Tuesday, April 23, 2013

A smart take on the budget ...

 This morning, Ezra Klein's Wonkblog has an interesting take on the budget process in Washington....

(Written by Evan Soltas)


Some fun news this morning for budget wonks. ”Leader Reid is very likely to ask for consent to move to conference [this] morning,” e-mails a Democratic Senate aide. “We will see if Senate Republicans who have talked about regular order will actually stick to that and allow us to move to conference or if they will drag their feet and provide cover for House Republicans who want to drag their feet on negotiations.”
If that means nothing to you — and, if you’re a halfway normal human being, it shouldn’t mean anything to you — then perhaps we should back up.
For the last two years, congressional Republicans have argued that the real problem in the budget debate is that Democrats have abandoned “regular order.” By regular order, Republicans mean — well, I’ll let Sen. Jeff Sessions, the ranking Republican on the Budget Committee, explain it.
“Secret deals have not worked and are an affront to popular democracy,” he argued in January. “The right process is the regular order. The House produces its budget–as it has–and the Senate passes its budget, all in accordance with the Budget Act of 1974. Under that law, the Senate Budget Committee must approve a budget resolution by April 1st. From there, the law requires the budget to be considered on the Senate floor where it must receive 50 hours of open amendment and debate. A budget cannot be filibustered and is adopted by a simple majority in both committee and the full Senate. Then, once the issues and differences are clarified by this open process, the work of conferencing must begin.”
Got that? The House should pass a budget, the Senate should pass a budget, and then the two chambers should head to conference to work out the differences between the two budgets — all of it out in the open. No more of these backroom negotiations. Let Congress work as Congress was intended to work.
Regular order has achieved a totemic significance on the right. Bringing it back by forcing Senate Democrats to pass a budget was, in fact, the lure that House Speaker John Boehner and House Budget Committee Chairman Paul Ryan used to convince their colleagues to raise the debt ceiling.
“The good news is that we now have a vehicle for regular order,” Ryan exulted in March. “Democrats derailed the budget process when they gave up governing a few years ago. Nearly four years without a budget. We brought them back in the game this spring. That is a good thing.”
But a funny thing happened after Senate Democrats passed their budget: House Republicans, it seemed, weren’t that eager to move to regular order after all.

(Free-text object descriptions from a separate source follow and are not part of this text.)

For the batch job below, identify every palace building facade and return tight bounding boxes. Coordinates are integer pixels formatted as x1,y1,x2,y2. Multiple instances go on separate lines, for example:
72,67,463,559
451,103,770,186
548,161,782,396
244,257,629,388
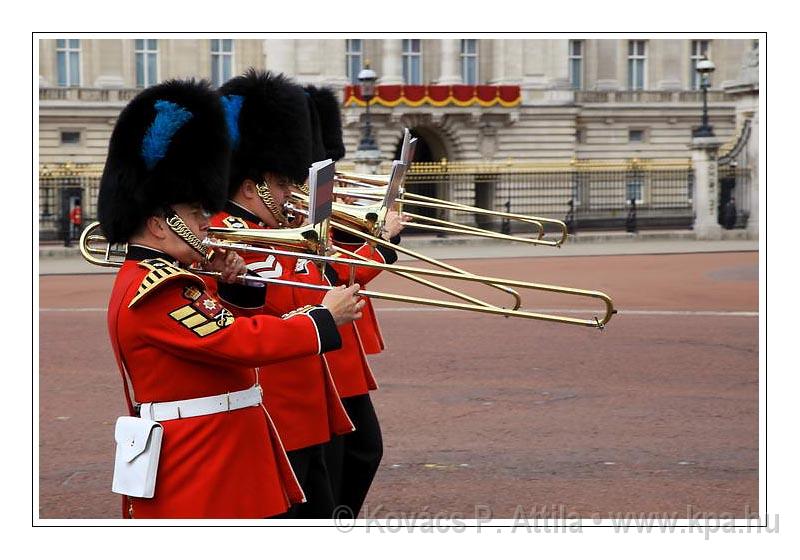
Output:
37,37,760,239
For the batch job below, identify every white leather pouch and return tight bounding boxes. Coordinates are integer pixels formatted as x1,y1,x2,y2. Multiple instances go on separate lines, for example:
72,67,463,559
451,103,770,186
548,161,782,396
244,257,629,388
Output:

There’s been no evident interest in the next move, which is appointing conferees to begin reconciling the two budgets. “It seems to us they want to slow this down, keep it in the back rooms, keep it quiet, because there's no advantage to them in having a formal public process,” said one Democratic aide.
In fact, Republicans see a disadvantage in a formal public process. “If you appoint conferees and after 20 legislative days there's no agreement, the minority has the right to offer motions to instruct, which become politically motivated bombs that show up on the House floor," Boehner told reporters.
Senate Democrats don’t find this a very convincing excuse: They note that they had to vote on dozens of Republican amendments – many of which were designed to embarrass them.
House Republicans instead want a private agreement — a “framework” — that would direct the conference committee as they attempt to reconcile the budgets. “What we want to do is have constructive dialogues to find out where the common ground is and go to conference when we have a realistic chance of coming out with an agreement,” Ryan told reporters. There’s precedent for this sort of thing. But it’s not what’s traditionally meant by “regular order.” Rather, it’s a return to the precise kind of backroom, leadership-driven dealmaking Republicans have spent so much time assailing.
And Senate Democrats aren’t having it. After years of Republicans complaining about secret deals and hammering Senate Democrats for betraying regular order, they’re calling the GOP’s bluff. That’s why Reid intends to move towards conference this morning. Either Republicans will agree, and regular order will proceed — which will likely mean no deal, and which will then give House Democrats a chance to throw their bombs — or Senate Republicans will filibuster, and that will be the end of the regular order talking point.
But that’s all political theatre. However it works out, the point is more than proven. What’s holding up a budget deal isn’t disagreements over the process. It’s disagreements over the budget.